Summary

Chapter 4

Mother's Younger Brother continues be obsessed with Evelyn Nesbit, as he supervises the fireworks celebration at a politically sponsored picnic. Meanwhile, Evelyn contemplates her husband Harry K. Thaw's fate. Harry K. Thaw, who has a reputation as a violent man, has little chance of effectively persuading a jury that he had become momentarily deranged at the time of Stanford White's murder. Harry K. Thaw, despite the extremity of his alleged crime, receives much better treatment than the average prisoner at the Tombs.

Chapter 5

Harry Houdini also happens to be at the Tombs during Thaw's imprisonment. Having challenged the warden of the jail on the security of the Tombs' cells, Houdini performs an escape from the cell. During this escape, he stumbles upon the cell of Harry K. Thaw, with whom he has a bizarre and unsettling encounter, although only later does Houdini make the connection between this strange man and the killer of Stanford White. Houdini's real name, Erich Weiss, more accurately reflects his Jewish heritage. Houdini has a love for his mother that some consider overly intense. In fact, Sigmund Freud has just arrived in America for the first time; although he receives some respect for his revolutionary ideas on this initial visit, many in his profession consider his ideas unsound and perverted.

Chapter 6

On Freud's first visit to the United States, he sees many sights of the city but feels continuously agitated due to the level of noise in the streets. Relieved to return to Vienna, Freud concludes that America is a "gigantic mistake." At the end of the chapter, the narrator discusses the horrible labor conditions of the average worker at this time. Child labor in particular occurs quite often. The situation of "Negroes" of the time involves continued social, racial, and economic discrimination and, often, violence. While many wealthier citizens of America begin to pretend to have a conscience about the growing issue of poverty, their concern superficial and meaningless.

Analysis

One of the motifs in this novel, which Doctorow repeatedly uses in order to convey the political and social atmosphere in turn-of-the-century America, is the interconnectedness of characters and events. He transitions from plot to plot and from character to character in order to demonstrate to us the relationships between those of varying class positions and differing social views. For example, Chapter Five opens with Mother's Younger Brother and his supervision of the fireworks; his infatuation with Evelyn Nesbit eases the transition into a description of her thoughts on her husband's imminent trial. Her husband Harry Thaw's imprisonment relates to Harry Houdini's struggles to escape from a cell in the Tombs. Harry Houdini's thoughts and feelings then bring his love for his mother to the forefront; Freud, who theorizes about the overly strong love of a son for his mother, visits the United States and reacts negatively toward the country. Doctorow writes, "He had seen in our careless commingling of great wealth and great poverty the chaos of an entropic European civilization." Doctorow then relates these negative impressions to the immigrant condition in order to speak more broadly on labor conditions and social problems. Because the narrator constantly shifts between these elements, we gain a varied and textured perspective.

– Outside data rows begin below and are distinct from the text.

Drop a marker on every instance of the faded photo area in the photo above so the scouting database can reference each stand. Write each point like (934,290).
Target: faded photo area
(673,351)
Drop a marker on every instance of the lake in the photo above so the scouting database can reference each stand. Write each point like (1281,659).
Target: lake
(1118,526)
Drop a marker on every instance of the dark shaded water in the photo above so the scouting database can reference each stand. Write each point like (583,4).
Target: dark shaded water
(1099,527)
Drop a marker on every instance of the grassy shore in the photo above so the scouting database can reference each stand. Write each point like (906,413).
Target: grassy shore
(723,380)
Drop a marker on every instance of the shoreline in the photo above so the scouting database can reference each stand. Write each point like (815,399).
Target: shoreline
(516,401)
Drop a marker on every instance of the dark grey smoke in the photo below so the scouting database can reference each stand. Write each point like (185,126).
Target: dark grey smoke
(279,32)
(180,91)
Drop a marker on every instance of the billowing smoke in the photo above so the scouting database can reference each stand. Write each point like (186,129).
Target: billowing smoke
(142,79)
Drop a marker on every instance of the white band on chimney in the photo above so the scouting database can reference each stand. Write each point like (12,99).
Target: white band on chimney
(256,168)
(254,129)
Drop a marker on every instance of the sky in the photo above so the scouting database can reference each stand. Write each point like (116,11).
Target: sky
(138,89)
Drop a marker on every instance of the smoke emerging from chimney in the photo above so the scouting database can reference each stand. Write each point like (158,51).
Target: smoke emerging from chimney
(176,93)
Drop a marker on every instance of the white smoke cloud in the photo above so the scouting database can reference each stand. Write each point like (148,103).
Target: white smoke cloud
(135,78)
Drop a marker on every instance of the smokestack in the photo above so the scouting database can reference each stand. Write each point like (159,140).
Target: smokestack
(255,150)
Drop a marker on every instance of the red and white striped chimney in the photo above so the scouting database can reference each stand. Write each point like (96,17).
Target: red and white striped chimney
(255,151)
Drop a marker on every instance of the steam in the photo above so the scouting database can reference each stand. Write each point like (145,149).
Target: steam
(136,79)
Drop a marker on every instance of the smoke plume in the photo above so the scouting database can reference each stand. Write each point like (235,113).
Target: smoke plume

E. L. Doctorow's own political views become evident at several moments throughout the novel, particularly in the end of Chapter Seven, when the narrative voice becomes less focused on specific characters and more concerned with broader social and political problems of the time. Almost journalistic in tone, the narrator lists statistics about wages and numbers of deaths to convey the extremity of these conditions to the reader. The narration also adopts a heavily ironic tone that accentuates the profound inability of upper class America to relate to or comprehend the status of "the other half." Doctorow writes, "They dined and danced while hanging carcasses of bloody beef trailed around the walls on moving pulleys. Entrails spilled on the floor. The proceeds were for charity." Doctorow demonstrates his heavy criticism for the self- satisfaction that can be a tendency of the upper class. In so doing, he not only address what was historically a crucial time in the nation's development, but also seems to allude to a broader and more universal plea for human right and the decency of the human condition.

The inclusion of Sigmund Freud's character in Ragtime speaks to Doctorow's desire to convey not only economic and political trends, but also changing social views. His introduction of Freud through the description of his first trip to America foreshadows the later widespread significance of his ideas. Doctorow writes, "A few professional alienists understood his importance, but to most of the public he appeared as some kind of German sexologist, an exponent of free love who used big words to talk about dirty things. At least a decade would have to pass before Freud would have his revenge and see his ideas begin to destroy sex in American forever." Here the narrator alludes to the popularization of Freudian concepts later on in the twentieth century, particularly in the 1920s. Freud's studies, along with many other influential factors, profoundly altered America's conception of sexuality, and initiated an increased popular acceptance of more radical ideas about sexual freedom and free love.